The present invention also provides the above-described system that further comprises a hydrogen sulfide absorption tower in which the water-washed gas fed from the aforesaid water washing tower introduced thereinto and an absorbing fluid containing an amine compound is used to remove hydrogen sulfide by absorption into the absorbing fluid; a second flash drum in which the absorbing fluid discharged from the hydrogen sulfide absorption tower is sprayed under a lower pressure to separate it into gaseous components and an absorbing fluid to be fed to a regeneration tower; and a mercury remover provided with an adsorbent in which the mercury components present in the gaseous components delivered from the second flash drum are removed by adsorption. In this system having a flash drum and a mercury remover installed on the downstream side of the hydrogen sulfide absorption tower, about 50 to 95% of the mercury present in the water-washed gas introduced into the hydrogen sulfide absorption tower can be removed.
In the present invention, Hg can be removed by the coexistence of hydrogen sulfide in the water washing tower of the system. That is, if the gas being treated is a system involving the coexistence of hydrogen sulfide, Hg passes into the water present in the water washing tower and can hence be removed from the gas. As a result, Hg is contained in waste water discharged from the water washing tower.
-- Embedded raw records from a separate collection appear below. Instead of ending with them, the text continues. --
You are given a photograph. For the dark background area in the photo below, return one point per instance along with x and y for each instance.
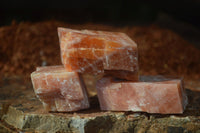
(115, 12)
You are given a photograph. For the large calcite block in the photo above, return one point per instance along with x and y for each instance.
(152, 94)
(59, 90)
(93, 52)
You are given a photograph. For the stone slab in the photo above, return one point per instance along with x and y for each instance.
(25, 113)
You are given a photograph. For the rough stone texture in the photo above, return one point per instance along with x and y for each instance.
(59, 90)
(88, 51)
(25, 113)
(153, 94)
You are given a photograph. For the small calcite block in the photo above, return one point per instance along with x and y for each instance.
(59, 90)
(152, 94)
(88, 51)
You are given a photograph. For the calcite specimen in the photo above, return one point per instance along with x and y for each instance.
(93, 52)
(59, 90)
(152, 94)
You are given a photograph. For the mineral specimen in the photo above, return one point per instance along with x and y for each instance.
(59, 90)
(93, 52)
(152, 94)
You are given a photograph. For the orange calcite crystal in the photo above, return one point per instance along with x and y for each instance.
(152, 94)
(93, 52)
(59, 90)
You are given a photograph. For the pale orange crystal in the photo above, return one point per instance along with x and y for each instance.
(160, 95)
(93, 52)
(59, 90)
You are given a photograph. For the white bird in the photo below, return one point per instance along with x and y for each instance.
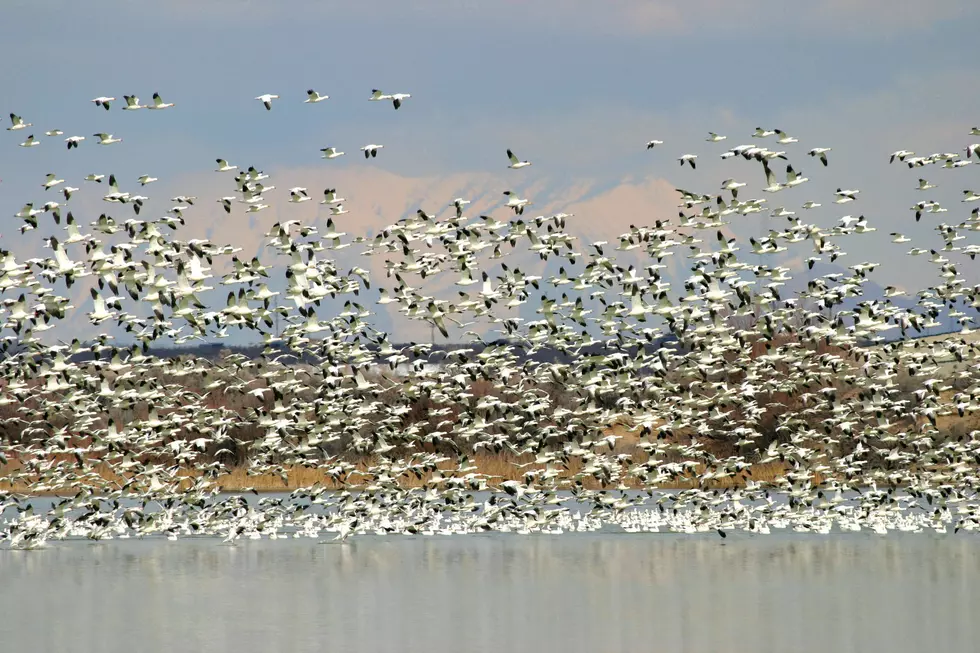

When the collected Hg-containing waste water is returned from the elevated pressure to atmospheric pressure, Hg is released into the gaseous phase. Specifically, Hg is dispersed into the gaseous phase by passing the waste water through a flash drum.
Since hydrogen sulfide is usually present in a gasification gas subjected to gas purification, Hg present in the gas passes into an absorbing fluid within a water washing tower. After this absorbing fluid is passed through a flash drum to recover gaseous components, Hg can be adsorbed and captured by passing the gaseous components through an adsorbent. The present invention comprises a system in which Hg-containing gaseous components separated by flashing is passed through an adsorbent to remove mercury therefrom by means of the adsorbent. Thus, as compared with the case in which the whole gasification gas is directly treated with an adsorbent prior to its introduction into the system, Hg can be removed by treating a much smaller volume of gas, and the operating cost required for treatment with an adsorbent can be markedly reduced.
Thus, the present invention makes it possible to remove mercury, as a trace component in gases, effectively and efficiently and also to reduce the mercury removal cost resulting from the operation of the system.